The spokesman made clear in a medical briefing at 11:30 a.m. (4:30 a.m. EST) that the apparently inexorable decline toward death of the 84-year-old Roman Catholic pontiff was continuing for the third day.

“The general cardio-respiratory and metabolic conditions of the Holy Father are substantially unchanged and therefore are very serious. As of dawn this morning, the start of a compromised state of consciousness was observed,” said Navarro-Valls.

The spokesman, who has a medical degree, had reported late Friday that a urinary tract infection the pope suffered Thursday was gradually forcing his blood pressure to drop and making his breathing shallow. He said this led to “insufficiency” of John Paul’s heart, circulatory and kidney functions.

As of 9 a.m. (2 a.m. EST) Saturday, Navarro-Valls said, there were signs that John Paul was losing consciousness, and for the first time in the latest of a series of medical crises he has undergone, he was unable to concelebrate early morning Mass.


“One cannot speak of a coma, simply that one observes an initial compromise of consciousness,” the spokesman said. He said that John Paul still opened his eyes when spoken to and appeared to recognize the speaker.
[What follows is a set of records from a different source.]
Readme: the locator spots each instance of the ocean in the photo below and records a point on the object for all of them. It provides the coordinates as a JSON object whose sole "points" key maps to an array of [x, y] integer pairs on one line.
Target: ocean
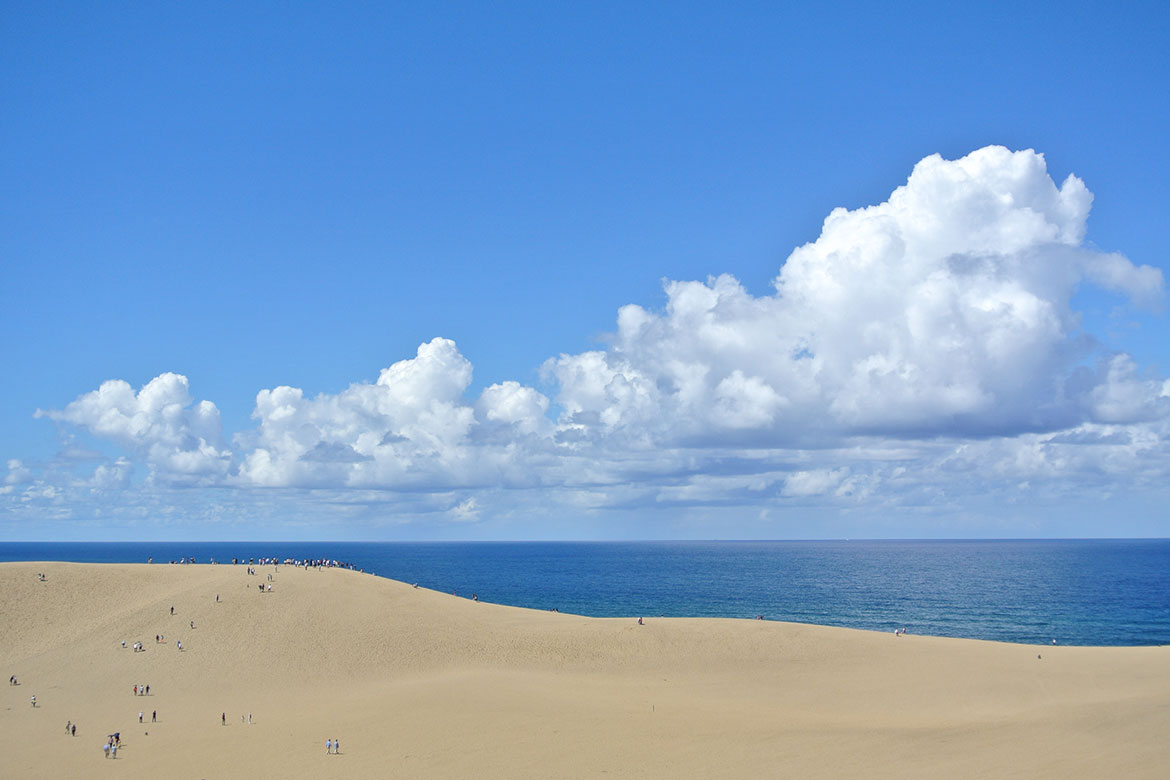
{"points": [[1093, 592]]}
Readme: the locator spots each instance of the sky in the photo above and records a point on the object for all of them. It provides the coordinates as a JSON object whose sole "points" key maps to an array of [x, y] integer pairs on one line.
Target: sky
{"points": [[606, 270]]}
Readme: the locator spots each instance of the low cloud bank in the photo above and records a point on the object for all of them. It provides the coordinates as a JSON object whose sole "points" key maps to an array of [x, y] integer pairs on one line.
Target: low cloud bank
{"points": [[923, 346]]}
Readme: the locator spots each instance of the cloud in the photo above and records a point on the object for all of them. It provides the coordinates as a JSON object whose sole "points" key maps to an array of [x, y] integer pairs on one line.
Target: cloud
{"points": [[917, 350], [412, 429], [943, 310], [179, 440]]}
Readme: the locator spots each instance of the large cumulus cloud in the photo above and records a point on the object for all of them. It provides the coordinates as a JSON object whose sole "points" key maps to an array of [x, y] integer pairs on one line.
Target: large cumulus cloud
{"points": [[943, 310], [923, 346]]}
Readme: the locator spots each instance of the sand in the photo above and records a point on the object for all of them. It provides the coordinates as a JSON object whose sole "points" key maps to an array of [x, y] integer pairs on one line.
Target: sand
{"points": [[422, 684]]}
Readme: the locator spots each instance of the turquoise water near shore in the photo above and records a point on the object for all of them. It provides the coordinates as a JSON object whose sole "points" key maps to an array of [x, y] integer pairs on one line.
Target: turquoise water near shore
{"points": [[1110, 592]]}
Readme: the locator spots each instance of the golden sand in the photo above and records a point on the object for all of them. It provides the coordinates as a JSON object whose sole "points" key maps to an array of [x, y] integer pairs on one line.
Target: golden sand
{"points": [[421, 684]]}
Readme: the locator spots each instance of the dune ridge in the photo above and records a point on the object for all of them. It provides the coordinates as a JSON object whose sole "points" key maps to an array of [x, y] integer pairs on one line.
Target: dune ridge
{"points": [[424, 684]]}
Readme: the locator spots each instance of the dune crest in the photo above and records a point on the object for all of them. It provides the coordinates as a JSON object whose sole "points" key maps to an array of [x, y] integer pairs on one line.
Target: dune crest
{"points": [[417, 683]]}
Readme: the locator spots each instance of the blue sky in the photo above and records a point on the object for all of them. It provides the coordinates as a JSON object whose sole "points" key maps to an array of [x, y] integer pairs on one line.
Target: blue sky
{"points": [[356, 271]]}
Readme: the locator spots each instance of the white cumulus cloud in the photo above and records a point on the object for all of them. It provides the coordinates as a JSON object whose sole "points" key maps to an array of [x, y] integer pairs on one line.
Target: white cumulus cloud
{"points": [[920, 349], [180, 440]]}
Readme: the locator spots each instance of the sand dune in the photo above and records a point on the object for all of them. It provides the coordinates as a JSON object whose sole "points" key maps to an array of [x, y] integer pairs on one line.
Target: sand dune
{"points": [[421, 684]]}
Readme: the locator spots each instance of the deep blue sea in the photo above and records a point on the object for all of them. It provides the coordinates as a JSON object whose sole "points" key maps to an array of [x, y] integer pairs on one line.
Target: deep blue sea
{"points": [[1078, 592]]}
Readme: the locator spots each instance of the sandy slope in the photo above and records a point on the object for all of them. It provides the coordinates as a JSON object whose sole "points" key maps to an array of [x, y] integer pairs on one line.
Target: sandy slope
{"points": [[420, 684]]}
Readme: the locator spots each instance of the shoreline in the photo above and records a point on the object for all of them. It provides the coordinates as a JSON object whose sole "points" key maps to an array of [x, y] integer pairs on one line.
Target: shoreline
{"points": [[631, 616], [420, 683]]}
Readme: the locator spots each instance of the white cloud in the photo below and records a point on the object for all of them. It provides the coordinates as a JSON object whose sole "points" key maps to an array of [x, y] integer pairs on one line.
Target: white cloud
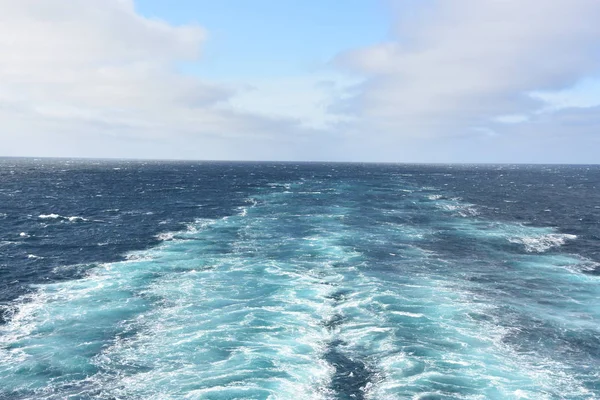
{"points": [[466, 63], [82, 77]]}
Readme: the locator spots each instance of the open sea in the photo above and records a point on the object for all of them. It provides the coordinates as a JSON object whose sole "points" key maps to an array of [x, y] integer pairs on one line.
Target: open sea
{"points": [[215, 280]]}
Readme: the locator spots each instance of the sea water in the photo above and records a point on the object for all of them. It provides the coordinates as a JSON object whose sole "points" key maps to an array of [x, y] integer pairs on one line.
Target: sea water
{"points": [[188, 280]]}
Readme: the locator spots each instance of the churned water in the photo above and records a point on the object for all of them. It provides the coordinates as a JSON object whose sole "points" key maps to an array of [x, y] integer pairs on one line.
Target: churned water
{"points": [[154, 280]]}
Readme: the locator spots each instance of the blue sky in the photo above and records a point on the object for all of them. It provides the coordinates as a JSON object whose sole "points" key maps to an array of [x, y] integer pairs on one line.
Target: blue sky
{"points": [[267, 38], [377, 80]]}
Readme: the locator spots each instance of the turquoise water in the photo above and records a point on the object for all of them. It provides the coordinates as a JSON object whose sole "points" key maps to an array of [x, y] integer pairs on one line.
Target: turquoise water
{"points": [[381, 285]]}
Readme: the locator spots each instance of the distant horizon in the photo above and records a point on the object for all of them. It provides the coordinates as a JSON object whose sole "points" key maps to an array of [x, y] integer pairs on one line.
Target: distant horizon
{"points": [[292, 161], [367, 81]]}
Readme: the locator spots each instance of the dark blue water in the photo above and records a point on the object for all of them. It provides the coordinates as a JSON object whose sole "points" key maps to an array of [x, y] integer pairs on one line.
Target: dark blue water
{"points": [[189, 280]]}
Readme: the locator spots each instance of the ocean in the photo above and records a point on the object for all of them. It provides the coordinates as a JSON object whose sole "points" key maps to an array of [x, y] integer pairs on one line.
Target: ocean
{"points": [[223, 280]]}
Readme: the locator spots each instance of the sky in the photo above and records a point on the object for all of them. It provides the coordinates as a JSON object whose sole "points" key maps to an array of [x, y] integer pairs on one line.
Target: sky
{"points": [[432, 81]]}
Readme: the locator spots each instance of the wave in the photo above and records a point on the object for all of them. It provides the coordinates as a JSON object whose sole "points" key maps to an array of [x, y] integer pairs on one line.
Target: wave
{"points": [[63, 218], [542, 243]]}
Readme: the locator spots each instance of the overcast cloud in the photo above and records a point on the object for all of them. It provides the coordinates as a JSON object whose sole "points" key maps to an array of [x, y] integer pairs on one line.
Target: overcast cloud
{"points": [[453, 83]]}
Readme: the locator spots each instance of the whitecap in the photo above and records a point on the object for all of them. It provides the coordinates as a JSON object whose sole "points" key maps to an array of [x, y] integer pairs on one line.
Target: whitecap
{"points": [[49, 216], [541, 243]]}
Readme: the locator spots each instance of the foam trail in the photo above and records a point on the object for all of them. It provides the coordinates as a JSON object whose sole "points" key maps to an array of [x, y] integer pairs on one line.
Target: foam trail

Present in John Paul’s room Saturday morning were his two Polish secretaries, Archbishop Stanislaw Dziwisz and Monsignor Mieczyslaw Mokrzycki, the three nuns who are his housekeepers and his personal physician, Renato Buzzonetti, Navarro-Valls said.

Some 60,000 Romans, pilgrims and tourists converged on St. Peter’s Square on Friday night to recite the Rosary under the lighted windows of the pope’s apartment. Thousands more came and went during the day and into the early hours of the morning.

Many of them were young people, who brought sleeping bags and maintained a candle-lit prayer vigil, singing and praying. About 100 were still in the square at dawn.

Although it was unclear whether John Paul could hear their voices, the pope was thinking of young people and tried to send them a message, his spokesman said.

“Last evening the pope probably had in mind the young people whom he has met throughout the world during his pontificate,” Navarro-Valls said. “In fact, he seemed to be referring to them when, in his words, and repeated several times, he seemed to have said the following sentence: “I have looked for you. Now you have come to me. And I thank you.”


John Paul has reached out to young people during his pontificate. He instituted the celebration of a World Youth Day held every two or three years in different world capitals and had planned to travel to Cologne, Germany, to lead the 20th observances this August.

John Paul has continued to have difficulty in articulating because of the breathing tube that surgeons inserted in his throat in a tracheotomy performed on Feb. 24.

John Paul, who has been increasingly debilitated by the neurological ailment Parkinson’s disease, was rushed to Rome’s Agostino Gemelli Polyclinic Hospital on Feb. 1 with severe problems in breathing caused by the combined effects of influenza and Parkinson’s disease.

Discharged on Feb. 10, he returned on Feb. 24 for the tracheotomy.

John Paul last spoke in public on March 13, greeting pilgrims before he returned to the Vatican again. He made agonized but unsuccessful efforts to bless the pilgrims in St. Peter’s Square on Easter Sunday (March 27) and again at the midday prayer on Wednesday (March 30), where his words were an unarticulated rasp.

His current crisis worsened later on Wednesday when doctors inserted a plastic tube through his nose and into his stomach to feed him liquid nourishment and medicine. Because of difficulty swallowing, due to Parkinson’s disease, he had reportedly lost more than 40 pounds in the six weeks following his tracheotomy.

The Vatican continued to announce John Paul’s acceptance of resignations and appointments of bishops, Vatican diplomats and other high officials over whom only he has jurisdiction. Eighteen decisions were reported on Friday and five more on Saturday.